Своевременно, к великой удаче Петра Горбидоныча, вернулась Балуева из пивной. По тому, как шла по коридору, расшвыривая вещи из-под ног, можно было понять степень постигших ее на работе огорчений. Мрачнее ночи она посмотрела на мужчин, и Петр Горбидоныч незамедлительно улетучился восвояси, успев, однако, послать Векпшну довольно нахальный поцелуйчик, и тот, вдруг проникнув в смысл чикилевского навета, погрозился в следующий раз испортить ему настроение и прическу за подобные бредни... Тут Зина Васильевна, не произнеся ни слова, даже не спросив у Векшина — не голоден ли, погасила свет, задернула занавеску во всю ширину комнаты, и потом с ее половины слышались лишь вздохи да шелест ниспадающей одежды. Так они лежали, думая каждый о своем, глядя в залитое луной окно.
— Ты не спишь, Зина? — спросил вполголоса Векшин и продолжал, хотя не получил ответа. — Ума не приложу, где я посеял твой картуз...
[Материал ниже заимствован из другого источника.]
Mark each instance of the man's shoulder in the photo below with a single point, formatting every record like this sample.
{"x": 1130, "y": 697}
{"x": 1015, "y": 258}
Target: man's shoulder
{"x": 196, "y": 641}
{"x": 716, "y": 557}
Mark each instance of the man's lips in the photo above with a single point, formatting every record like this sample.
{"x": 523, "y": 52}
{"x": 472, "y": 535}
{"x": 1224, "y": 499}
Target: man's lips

Проникнутая лунными чарами ночь не располагала ко сну. Под окнами внизу бродили молодые люди с гитарами. Векшин думал о запавшей ему в душу чикилевской фантазии и, странно, не мог придумать ни одного довода в опровержение навета о манюкинском родстве. Действие чикилевского яда начиналось с тупого постыдного ощущения, будто его застукали на присвоении чужого честного имени, и почему-то смертельно не хотелось, чтобы эта гадкая выдумка дошла до Маши... Вдруг Векшину померещились как бы заглушённые подушкой всхлипыванья; босиком он отправился к занавеске послушать. Судя по металлическим шорохам на той стороне, женщина тоже присела да кровати. Вдруг наброшенные на веревку простыни соскользнули на пол. Луна заливала светом смежную половину комнаты. Зина Васильевна в приспущенной рубашке сидела на кровати, затылком откинувшись к стене. На лице блестели слезы, река волос ниспадала на круглое плечо. Горе ее было сильней стыда. Тронутый этой детской безутешностью, Векшин невольно переступил запретную тень веревки на полу. Женщина глядела на луну, она не отвечала на вопросы, только подчинялась... но он и сам не мог вспомнить впоследствии, как получилось все это.
— Клавдю разбудишь, безумный, — услышал он, когда стало поздно.

Никакого другого средства хоть чуточку смягчить горе Балуевой и не было у Векшина под рукой - такое оно было безутешное.